As a poet, on a personal and societal level Higgins is fighting the battle that can’t be won, and he knows it. Nonetheless, this is his job and Kevin proceeds with courage and self-irony to expose hypocrisy in ourselves and our communities. In “Serial Killer Dies” we are once again reminded of the corrupt nature of any government and our suicidal tendency to let the psychopaths in power decide our destiny.
Many poignant lines from other poems will stick with the reader for long and will be widely quoted without doubt, such as “someone dies of politically necessary starvation”, or the tragically accurate commentary on the George Nkencho’s resonating case: “coming at Gardai with a chemical imbalance, / what some people are calling a machete / and a totally inappropriate post code…”.
For me, as a Russian-born Irish resident, who writes in English, “Ecstatic” offered consolation and understanding, as well as led me to acceptance of the familiar world crumbling down time and time again.
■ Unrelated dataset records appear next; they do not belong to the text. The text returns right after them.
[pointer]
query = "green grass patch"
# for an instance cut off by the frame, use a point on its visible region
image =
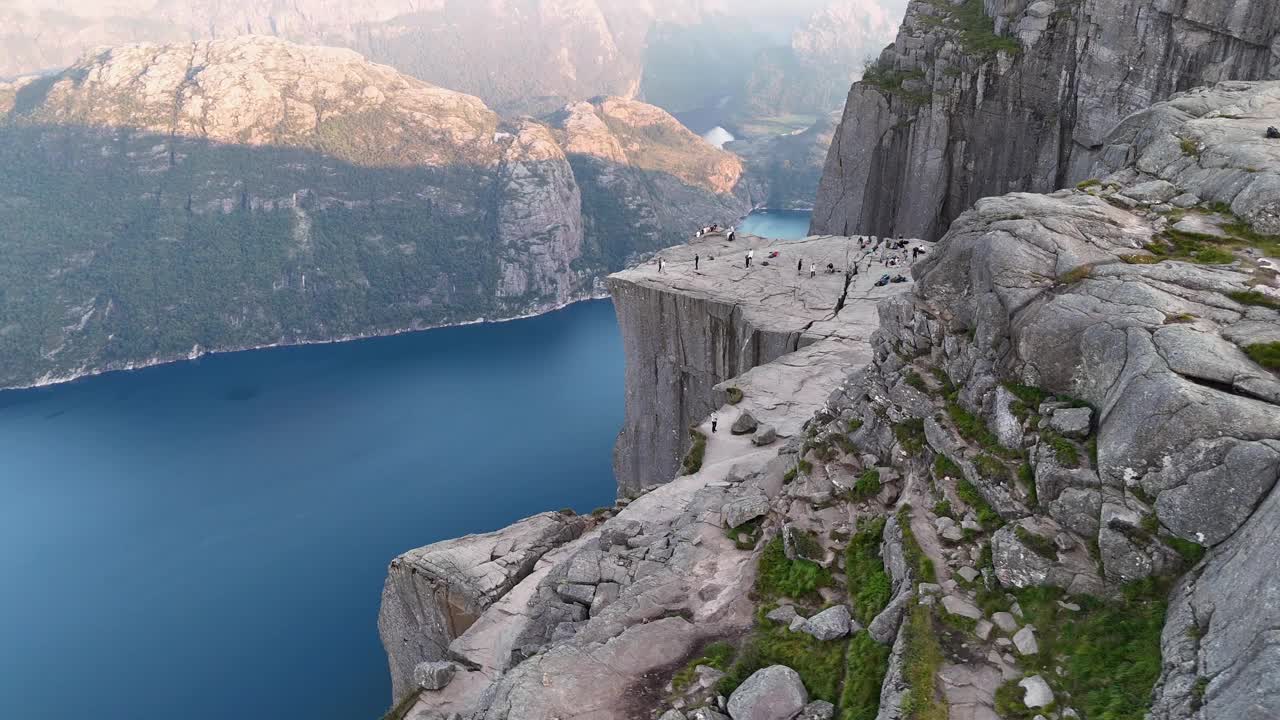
(922, 661)
(1075, 276)
(1266, 354)
(819, 664)
(1203, 249)
(1141, 259)
(1064, 450)
(1040, 545)
(987, 515)
(892, 82)
(867, 484)
(864, 674)
(718, 655)
(868, 583)
(910, 436)
(946, 468)
(974, 429)
(696, 452)
(750, 531)
(1027, 477)
(915, 381)
(780, 577)
(1267, 244)
(1191, 551)
(915, 557)
(976, 30)
(1255, 297)
(1009, 703)
(991, 466)
(1109, 651)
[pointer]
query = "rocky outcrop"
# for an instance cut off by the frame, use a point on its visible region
(659, 577)
(435, 593)
(725, 320)
(978, 99)
(282, 194)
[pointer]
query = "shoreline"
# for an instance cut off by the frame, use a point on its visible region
(197, 352)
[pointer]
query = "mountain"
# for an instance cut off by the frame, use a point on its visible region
(1041, 477)
(517, 55)
(979, 99)
(167, 200)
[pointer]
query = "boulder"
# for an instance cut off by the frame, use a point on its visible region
(434, 675)
(782, 615)
(1072, 422)
(1005, 621)
(772, 693)
(1038, 693)
(766, 434)
(745, 423)
(960, 606)
(817, 710)
(830, 624)
(1025, 641)
(576, 592)
(1152, 192)
(744, 509)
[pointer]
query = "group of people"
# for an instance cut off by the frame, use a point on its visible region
(731, 235)
(892, 254)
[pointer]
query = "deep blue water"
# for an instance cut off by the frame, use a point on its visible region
(778, 224)
(208, 540)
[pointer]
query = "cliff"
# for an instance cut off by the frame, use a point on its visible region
(169, 200)
(626, 591)
(983, 98)
(723, 320)
(1046, 483)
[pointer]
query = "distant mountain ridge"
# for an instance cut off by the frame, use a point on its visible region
(517, 55)
(168, 200)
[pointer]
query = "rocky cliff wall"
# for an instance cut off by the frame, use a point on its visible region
(723, 320)
(978, 99)
(1047, 479)
(250, 192)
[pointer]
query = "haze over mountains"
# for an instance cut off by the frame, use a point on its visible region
(517, 55)
(161, 200)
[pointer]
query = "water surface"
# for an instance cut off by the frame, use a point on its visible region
(209, 540)
(777, 224)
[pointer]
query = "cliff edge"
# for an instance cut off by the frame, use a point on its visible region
(984, 98)
(1046, 484)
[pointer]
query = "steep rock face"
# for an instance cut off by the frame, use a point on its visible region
(247, 192)
(539, 218)
(654, 579)
(726, 320)
(978, 99)
(435, 593)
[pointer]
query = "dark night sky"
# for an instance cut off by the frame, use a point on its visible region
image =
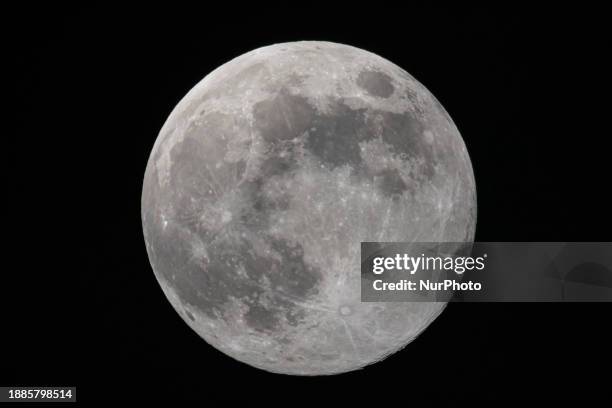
(90, 89)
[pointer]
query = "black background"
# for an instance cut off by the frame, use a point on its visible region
(91, 87)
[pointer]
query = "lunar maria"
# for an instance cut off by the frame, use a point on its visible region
(267, 176)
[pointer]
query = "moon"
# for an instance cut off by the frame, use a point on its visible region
(265, 179)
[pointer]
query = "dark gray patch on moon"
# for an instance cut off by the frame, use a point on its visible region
(376, 83)
(265, 179)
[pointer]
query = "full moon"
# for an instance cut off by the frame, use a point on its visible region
(265, 179)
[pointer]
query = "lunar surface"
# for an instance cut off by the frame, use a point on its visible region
(265, 179)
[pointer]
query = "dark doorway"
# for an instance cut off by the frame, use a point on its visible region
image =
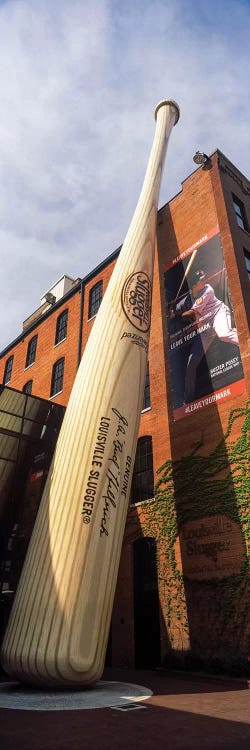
(146, 605)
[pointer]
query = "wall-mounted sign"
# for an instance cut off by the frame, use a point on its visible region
(210, 547)
(205, 361)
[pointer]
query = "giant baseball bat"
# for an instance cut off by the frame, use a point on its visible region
(58, 628)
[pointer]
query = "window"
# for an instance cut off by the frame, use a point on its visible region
(240, 213)
(146, 397)
(95, 298)
(57, 377)
(247, 260)
(27, 388)
(31, 351)
(143, 476)
(61, 327)
(8, 370)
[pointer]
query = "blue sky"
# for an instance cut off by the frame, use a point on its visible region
(79, 82)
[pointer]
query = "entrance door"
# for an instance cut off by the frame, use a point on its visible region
(146, 604)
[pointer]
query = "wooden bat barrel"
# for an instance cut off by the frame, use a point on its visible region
(59, 624)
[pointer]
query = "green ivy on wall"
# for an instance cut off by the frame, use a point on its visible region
(191, 488)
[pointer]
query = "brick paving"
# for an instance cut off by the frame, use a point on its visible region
(185, 712)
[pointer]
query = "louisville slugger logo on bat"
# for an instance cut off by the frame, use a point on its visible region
(136, 300)
(58, 630)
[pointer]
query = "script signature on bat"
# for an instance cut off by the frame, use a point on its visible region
(113, 473)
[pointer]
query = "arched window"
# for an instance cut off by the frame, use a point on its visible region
(61, 327)
(57, 377)
(95, 298)
(8, 370)
(27, 388)
(146, 397)
(31, 351)
(143, 476)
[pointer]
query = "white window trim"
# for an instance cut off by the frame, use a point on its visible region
(28, 366)
(54, 395)
(59, 342)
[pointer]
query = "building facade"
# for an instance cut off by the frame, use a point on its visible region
(182, 588)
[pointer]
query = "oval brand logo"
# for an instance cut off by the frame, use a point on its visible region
(136, 300)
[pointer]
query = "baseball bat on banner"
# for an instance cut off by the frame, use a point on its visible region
(59, 624)
(189, 266)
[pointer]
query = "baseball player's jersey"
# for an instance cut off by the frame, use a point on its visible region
(207, 304)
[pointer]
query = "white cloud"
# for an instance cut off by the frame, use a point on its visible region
(79, 81)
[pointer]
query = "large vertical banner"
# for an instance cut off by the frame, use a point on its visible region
(205, 361)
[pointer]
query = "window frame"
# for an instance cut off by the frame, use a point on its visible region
(55, 378)
(29, 392)
(61, 327)
(95, 303)
(8, 366)
(138, 491)
(240, 213)
(247, 260)
(31, 355)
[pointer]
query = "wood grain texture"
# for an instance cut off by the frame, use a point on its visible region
(58, 628)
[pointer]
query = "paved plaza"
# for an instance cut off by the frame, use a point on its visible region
(129, 710)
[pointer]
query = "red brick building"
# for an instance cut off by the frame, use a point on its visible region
(182, 586)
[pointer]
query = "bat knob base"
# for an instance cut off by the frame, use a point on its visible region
(170, 103)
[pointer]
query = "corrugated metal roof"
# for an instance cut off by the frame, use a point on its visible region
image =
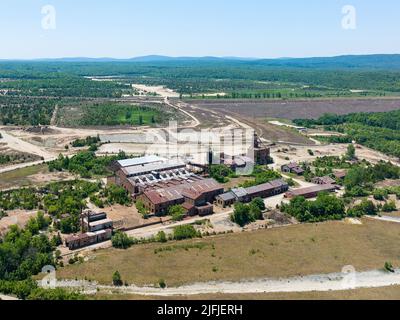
(149, 168)
(140, 161)
(267, 186)
(191, 190)
(229, 196)
(240, 192)
(313, 189)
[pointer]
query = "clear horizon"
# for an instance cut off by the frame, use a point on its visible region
(253, 29)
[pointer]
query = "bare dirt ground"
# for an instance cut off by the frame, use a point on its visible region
(15, 217)
(159, 90)
(383, 293)
(296, 109)
(313, 283)
(223, 115)
(301, 154)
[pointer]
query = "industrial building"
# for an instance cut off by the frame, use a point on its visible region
(87, 239)
(96, 228)
(311, 192)
(139, 174)
(292, 168)
(195, 196)
(248, 194)
(323, 180)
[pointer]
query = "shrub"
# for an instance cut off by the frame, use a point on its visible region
(185, 232)
(389, 206)
(121, 241)
(162, 283)
(117, 281)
I spent my childhood on Coventry Street in Volgograd (formerly Stalingrad), which is no longer twinned with the English city over the current Russian invasion of Ukraine.
Now that those links of solidarity are gone due to the psychotic unjustified actions of one man (and the criminal complicity of others), severing an 80-year connection of two hero cities heavily bombed during the second world war along with thousands of innocent Ukrainian lives, Kevin Higgins’ sixth collection emphasizes even more that there is so much in common between ordinary people of different nationalities and such an unthinkable abyss between us and the ruling class. The lies and agendas we are buying into, the false narratives and propaganda imposed on us are always a mass product, whereas “Truth is a paper-cut / no one but you knows is there.”